“You need any help?” a voice calls from the road behind me.
But not just any voice.
Kate’s voice.
I slowly turn around.
She’s on a bike, stopped on the pavement in front of the house. She’s wearing a pair of denim cutoffs, one toned leg leaning onto the ground while the other still sits on the pedal. Her hair is long and loose, hanging nearly to her elbows.
I swear under my breath. Keep Kate Fletcher in the periphery? Not a chance. She’s a front and center kind of woman. She always has been.
“Hey,” I say. “I uh, locked myself out.”
She climbs off her bike and leans it on the ground before strolling forward, her hands pushed into her back pockets.
I tighten my hold on my towel. I glance down, noticing the way it hangs open at the bottom of one thigh. Seriously? Did I accidentally grab a hand towel on my way out of the bathroom?
“This is my house,” I blurt out.
She smiles. “You don’t say.”
I close my eyes. “I just mean, it’s this one. I’m assuming you didn’t know. You wouldn’t, right? Know. Which one it was. So I’m telling you.”
“When I saw you standing here in a towel, I made the leap.”
“I was in the shower.”
“I gathered.”
I don’t miss the way her gaze rakes over my body, traveling down my arms and across my chest.
“I needed my razor, which was still in my bag, but then the door...”
She’s biting her lip, an obvious effort to keep herself from laughing, but it’s also drawing my attention, making me think of—no. I donotneed to think about Kate’s lips right now. Or kissing. Or Kate. Or anything even closely related to Kate. I close my eyes.Think about baseball, Brody. Only baseball.
“Can I do anything to help?” she asks. “Do you have a spare key anywhere?”
My mom has a spare key, but the idea of calling Mom so she can also see me in a towel, or worse, see me in a towel hanging out with Kate? No thank you. She’s already going to have questions for me the next time we talk. I do not need this added layer of complication.
“Um, no key,” I lie. “But the windows are open in the kitchen. If I cut the screen, I can crawl through and unlock the door.”

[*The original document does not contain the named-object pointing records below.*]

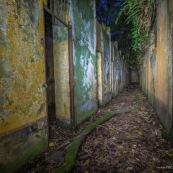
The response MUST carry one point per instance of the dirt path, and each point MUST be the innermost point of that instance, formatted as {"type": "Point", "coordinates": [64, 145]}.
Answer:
{"type": "Point", "coordinates": [130, 142]}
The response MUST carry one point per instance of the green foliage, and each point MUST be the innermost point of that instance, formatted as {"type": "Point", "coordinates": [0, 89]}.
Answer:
{"type": "Point", "coordinates": [138, 17]}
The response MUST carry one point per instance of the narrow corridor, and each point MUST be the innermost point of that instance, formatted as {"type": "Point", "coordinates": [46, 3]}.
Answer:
{"type": "Point", "coordinates": [129, 142]}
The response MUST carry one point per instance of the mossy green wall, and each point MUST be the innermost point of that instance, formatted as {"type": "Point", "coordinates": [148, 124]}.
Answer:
{"type": "Point", "coordinates": [156, 70]}
{"type": "Point", "coordinates": [22, 75]}
{"type": "Point", "coordinates": [84, 58]}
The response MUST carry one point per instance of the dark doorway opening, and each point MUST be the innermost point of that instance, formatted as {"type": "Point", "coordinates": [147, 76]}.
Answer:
{"type": "Point", "coordinates": [49, 67]}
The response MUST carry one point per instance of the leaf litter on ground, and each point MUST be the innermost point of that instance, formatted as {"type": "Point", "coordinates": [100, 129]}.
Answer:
{"type": "Point", "coordinates": [130, 142]}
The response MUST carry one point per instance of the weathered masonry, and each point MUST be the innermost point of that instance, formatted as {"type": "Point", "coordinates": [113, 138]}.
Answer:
{"type": "Point", "coordinates": [156, 71]}
{"type": "Point", "coordinates": [48, 61]}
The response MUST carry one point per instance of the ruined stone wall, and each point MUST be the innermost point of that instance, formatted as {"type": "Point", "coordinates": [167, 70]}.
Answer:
{"type": "Point", "coordinates": [61, 72]}
{"type": "Point", "coordinates": [156, 70]}
{"type": "Point", "coordinates": [104, 65]}
{"type": "Point", "coordinates": [83, 21]}
{"type": "Point", "coordinates": [23, 121]}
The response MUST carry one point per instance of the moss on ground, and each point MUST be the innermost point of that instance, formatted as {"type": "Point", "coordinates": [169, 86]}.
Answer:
{"type": "Point", "coordinates": [77, 142]}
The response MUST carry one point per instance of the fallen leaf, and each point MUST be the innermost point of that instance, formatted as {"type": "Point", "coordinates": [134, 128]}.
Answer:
{"type": "Point", "coordinates": [51, 144]}
{"type": "Point", "coordinates": [139, 132]}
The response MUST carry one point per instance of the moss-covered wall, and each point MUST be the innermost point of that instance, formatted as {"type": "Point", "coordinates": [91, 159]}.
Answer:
{"type": "Point", "coordinates": [115, 68]}
{"type": "Point", "coordinates": [84, 58]}
{"type": "Point", "coordinates": [61, 72]}
{"type": "Point", "coordinates": [23, 122]}
{"type": "Point", "coordinates": [104, 65]}
{"type": "Point", "coordinates": [107, 85]}
{"type": "Point", "coordinates": [156, 71]}
{"type": "Point", "coordinates": [121, 75]}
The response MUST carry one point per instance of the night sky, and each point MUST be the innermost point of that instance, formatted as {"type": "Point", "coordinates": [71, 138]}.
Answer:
{"type": "Point", "coordinates": [107, 11]}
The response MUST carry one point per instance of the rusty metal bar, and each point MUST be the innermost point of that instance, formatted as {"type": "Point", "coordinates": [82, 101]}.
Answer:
{"type": "Point", "coordinates": [54, 15]}
{"type": "Point", "coordinates": [71, 81]}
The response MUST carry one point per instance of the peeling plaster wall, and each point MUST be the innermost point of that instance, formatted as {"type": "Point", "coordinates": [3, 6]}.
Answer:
{"type": "Point", "coordinates": [84, 58]}
{"type": "Point", "coordinates": [133, 76]}
{"type": "Point", "coordinates": [61, 72]}
{"type": "Point", "coordinates": [115, 69]}
{"type": "Point", "coordinates": [107, 90]}
{"type": "Point", "coordinates": [156, 70]}
{"type": "Point", "coordinates": [121, 71]}
{"type": "Point", "coordinates": [22, 74]}
{"type": "Point", "coordinates": [104, 65]}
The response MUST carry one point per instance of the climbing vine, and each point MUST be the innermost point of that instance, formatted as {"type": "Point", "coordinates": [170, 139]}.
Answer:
{"type": "Point", "coordinates": [135, 21]}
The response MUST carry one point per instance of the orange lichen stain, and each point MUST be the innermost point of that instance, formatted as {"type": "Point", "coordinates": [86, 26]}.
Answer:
{"type": "Point", "coordinates": [26, 93]}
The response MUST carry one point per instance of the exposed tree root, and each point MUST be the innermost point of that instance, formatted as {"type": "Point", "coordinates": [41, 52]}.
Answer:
{"type": "Point", "coordinates": [77, 142]}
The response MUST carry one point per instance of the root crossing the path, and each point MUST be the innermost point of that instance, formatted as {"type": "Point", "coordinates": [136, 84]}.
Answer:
{"type": "Point", "coordinates": [132, 141]}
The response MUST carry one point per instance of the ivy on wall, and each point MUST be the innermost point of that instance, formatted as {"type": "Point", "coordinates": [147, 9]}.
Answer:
{"type": "Point", "coordinates": [134, 23]}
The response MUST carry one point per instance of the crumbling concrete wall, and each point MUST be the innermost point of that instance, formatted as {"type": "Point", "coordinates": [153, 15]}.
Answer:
{"type": "Point", "coordinates": [61, 72]}
{"type": "Point", "coordinates": [156, 70]}
{"type": "Point", "coordinates": [104, 65]}
{"type": "Point", "coordinates": [82, 15]}
{"type": "Point", "coordinates": [23, 121]}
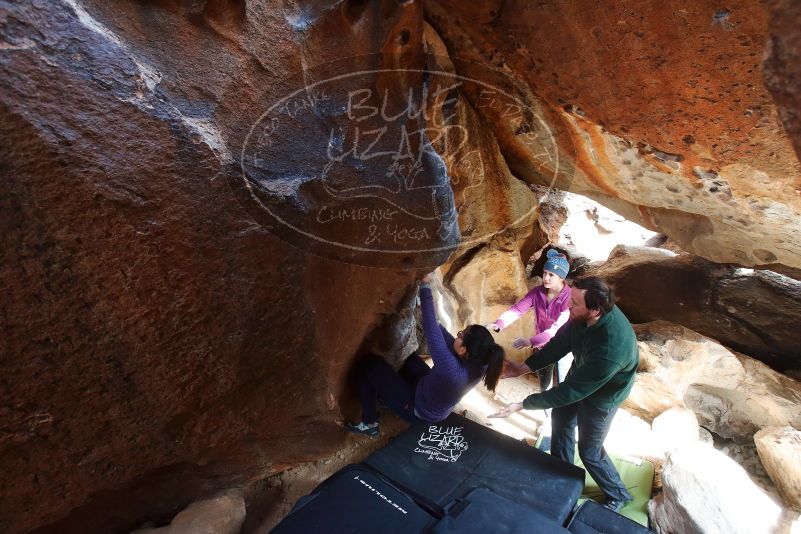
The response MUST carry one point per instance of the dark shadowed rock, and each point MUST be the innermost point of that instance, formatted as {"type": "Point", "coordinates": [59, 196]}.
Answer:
{"type": "Point", "coordinates": [754, 312]}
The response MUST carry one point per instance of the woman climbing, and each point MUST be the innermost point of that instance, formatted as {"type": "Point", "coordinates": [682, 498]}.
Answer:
{"type": "Point", "coordinates": [550, 301]}
{"type": "Point", "coordinates": [420, 393]}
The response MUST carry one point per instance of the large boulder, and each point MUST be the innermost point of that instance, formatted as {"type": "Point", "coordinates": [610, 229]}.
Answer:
{"type": "Point", "coordinates": [731, 394]}
{"type": "Point", "coordinates": [780, 451]}
{"type": "Point", "coordinates": [220, 514]}
{"type": "Point", "coordinates": [751, 311]}
{"type": "Point", "coordinates": [705, 491]}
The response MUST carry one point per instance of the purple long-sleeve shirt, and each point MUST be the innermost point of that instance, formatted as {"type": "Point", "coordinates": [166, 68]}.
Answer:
{"type": "Point", "coordinates": [451, 377]}
{"type": "Point", "coordinates": [550, 316]}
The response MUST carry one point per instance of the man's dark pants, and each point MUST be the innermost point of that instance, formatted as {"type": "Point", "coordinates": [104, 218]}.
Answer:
{"type": "Point", "coordinates": [593, 425]}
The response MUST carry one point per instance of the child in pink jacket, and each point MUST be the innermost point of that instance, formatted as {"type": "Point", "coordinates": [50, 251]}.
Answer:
{"type": "Point", "coordinates": [550, 302]}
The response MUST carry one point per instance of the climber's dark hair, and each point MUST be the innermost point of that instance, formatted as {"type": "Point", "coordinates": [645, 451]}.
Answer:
{"type": "Point", "coordinates": [599, 295]}
{"type": "Point", "coordinates": [482, 349]}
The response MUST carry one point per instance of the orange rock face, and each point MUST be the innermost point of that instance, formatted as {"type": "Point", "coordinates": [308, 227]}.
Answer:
{"type": "Point", "coordinates": [666, 115]}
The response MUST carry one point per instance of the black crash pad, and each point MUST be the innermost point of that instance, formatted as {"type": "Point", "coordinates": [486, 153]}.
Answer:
{"type": "Point", "coordinates": [353, 500]}
{"type": "Point", "coordinates": [438, 463]}
{"type": "Point", "coordinates": [592, 518]}
{"type": "Point", "coordinates": [482, 511]}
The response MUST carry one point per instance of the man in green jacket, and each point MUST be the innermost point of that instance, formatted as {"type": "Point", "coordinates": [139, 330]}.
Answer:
{"type": "Point", "coordinates": [605, 355]}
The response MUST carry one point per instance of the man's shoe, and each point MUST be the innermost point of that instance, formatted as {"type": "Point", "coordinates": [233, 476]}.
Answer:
{"type": "Point", "coordinates": [615, 505]}
{"type": "Point", "coordinates": [363, 428]}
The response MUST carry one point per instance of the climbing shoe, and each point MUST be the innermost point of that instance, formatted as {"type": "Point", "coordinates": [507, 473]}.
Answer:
{"type": "Point", "coordinates": [363, 428]}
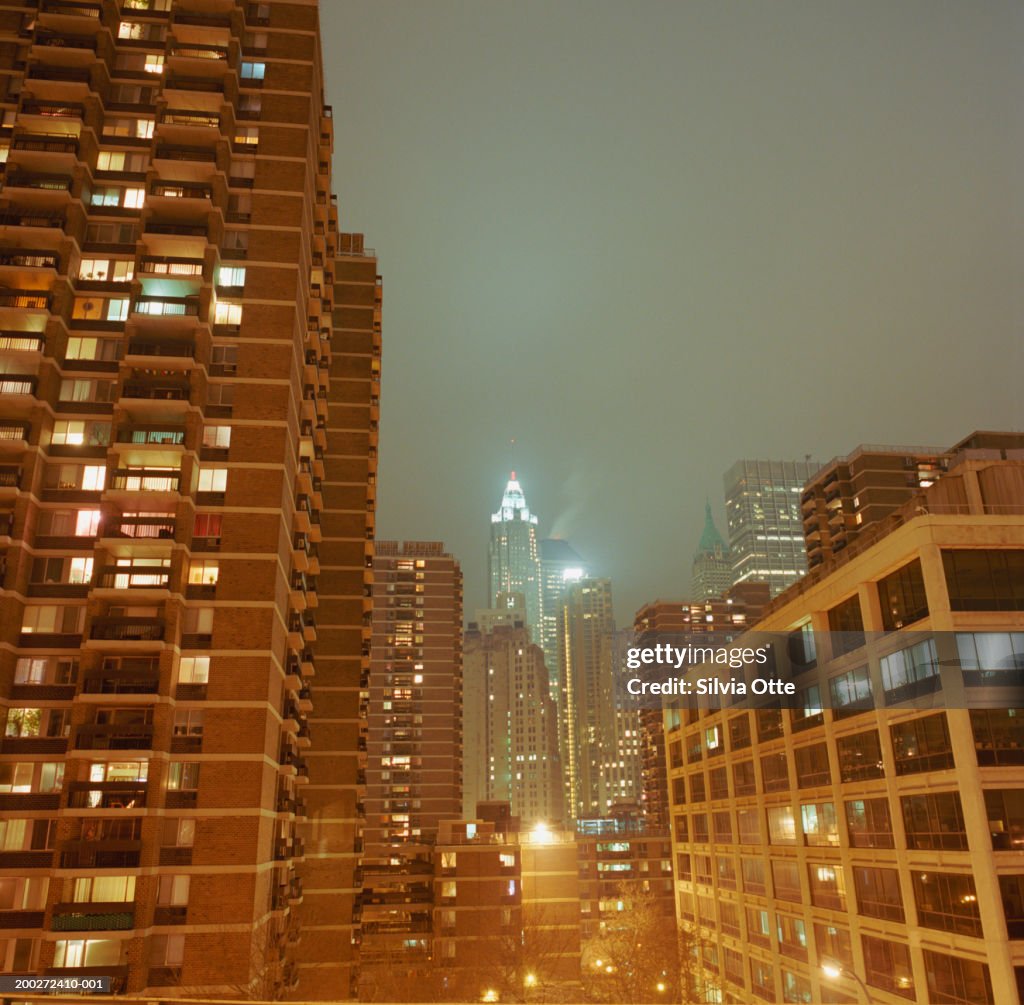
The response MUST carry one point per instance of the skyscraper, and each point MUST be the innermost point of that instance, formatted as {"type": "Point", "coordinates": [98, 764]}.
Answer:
{"type": "Point", "coordinates": [513, 559]}
{"type": "Point", "coordinates": [763, 508]}
{"type": "Point", "coordinates": [560, 566]}
{"type": "Point", "coordinates": [712, 569]}
{"type": "Point", "coordinates": [175, 453]}
{"type": "Point", "coordinates": [600, 737]}
{"type": "Point", "coordinates": [414, 746]}
{"type": "Point", "coordinates": [858, 844]}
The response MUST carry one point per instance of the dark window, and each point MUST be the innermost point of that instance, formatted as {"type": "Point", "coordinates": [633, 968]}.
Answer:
{"type": "Point", "coordinates": [952, 980]}
{"type": "Point", "coordinates": [743, 779]}
{"type": "Point", "coordinates": [739, 731]}
{"type": "Point", "coordinates": [847, 626]}
{"type": "Point", "coordinates": [1006, 818]}
{"type": "Point", "coordinates": [902, 596]}
{"type": "Point", "coordinates": [910, 672]}
{"type": "Point", "coordinates": [934, 821]}
{"type": "Point", "coordinates": [792, 936]}
{"type": "Point", "coordinates": [1012, 891]}
{"type": "Point", "coordinates": [785, 879]}
{"type": "Point", "coordinates": [991, 659]}
{"type": "Point", "coordinates": [851, 692]}
{"type": "Point", "coordinates": [947, 902]}
{"type": "Point", "coordinates": [754, 876]}
{"type": "Point", "coordinates": [775, 771]}
{"type": "Point", "coordinates": [998, 735]}
{"type": "Point", "coordinates": [834, 944]}
{"type": "Point", "coordinates": [726, 869]}
{"type": "Point", "coordinates": [827, 886]}
{"type": "Point", "coordinates": [812, 765]}
{"type": "Point", "coordinates": [878, 893]}
{"type": "Point", "coordinates": [981, 580]}
{"type": "Point", "coordinates": [721, 824]}
{"type": "Point", "coordinates": [769, 723]}
{"type": "Point", "coordinates": [922, 745]}
{"type": "Point", "coordinates": [887, 965]}
{"type": "Point", "coordinates": [868, 824]}
{"type": "Point", "coordinates": [860, 757]}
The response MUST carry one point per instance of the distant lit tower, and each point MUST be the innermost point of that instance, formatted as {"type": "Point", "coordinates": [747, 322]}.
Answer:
{"type": "Point", "coordinates": [712, 570]}
{"type": "Point", "coordinates": [513, 559]}
{"type": "Point", "coordinates": [560, 567]}
{"type": "Point", "coordinates": [766, 529]}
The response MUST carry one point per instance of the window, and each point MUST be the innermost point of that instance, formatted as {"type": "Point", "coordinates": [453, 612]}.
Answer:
{"type": "Point", "coordinates": [902, 596]}
{"type": "Point", "coordinates": [952, 980]}
{"type": "Point", "coordinates": [785, 879]}
{"type": "Point", "coordinates": [204, 573]}
{"type": "Point", "coordinates": [792, 936]}
{"type": "Point", "coordinates": [775, 771]}
{"type": "Point", "coordinates": [935, 821]}
{"type": "Point", "coordinates": [183, 776]}
{"type": "Point", "coordinates": [887, 965]}
{"type": "Point", "coordinates": [781, 826]}
{"type": "Point", "coordinates": [998, 735]}
{"type": "Point", "coordinates": [868, 824]}
{"type": "Point", "coordinates": [847, 626]}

She props her hands on her hips, her eyes sparking with suppressed laughter. “You’re going to crawl through your window? Naked?”
I scoff. “I’m not naked.”
“No, but you’re going to have to use your arms to pull yourself through a window, and I’m not sure that towel’s gonna do you much good if you have to let it go.”
I take a long slow breath, and Kate finally starts to laugh.
“This is not funny,” I say, even as my own shoulders start to shake.
“Oh, it’s definitely funny.” She motions toward the side of the house with a tilt of her head. “Come on. Show me the window. I’ll crawl through and open the door for you.”
“I . . . can’t ask you to do that.”
She raises an eyebrow. “Do you have a better idea?”
I let my shoulders fall. I don’t have a better idea, as much as it kills me to admit it. “Fine.” I set my razor on the table next to the door and reach for the front pocket of my backpack, where there’s a small pocketknife we can use to cut the screen. I pause when a breeze creeps up the back of my legs. I shoot into a standing position, one hand reaching back to make sure my towel is covering everything that needs to be covered. This towel is literally pint-sized. I am wearing a doll-sized towel.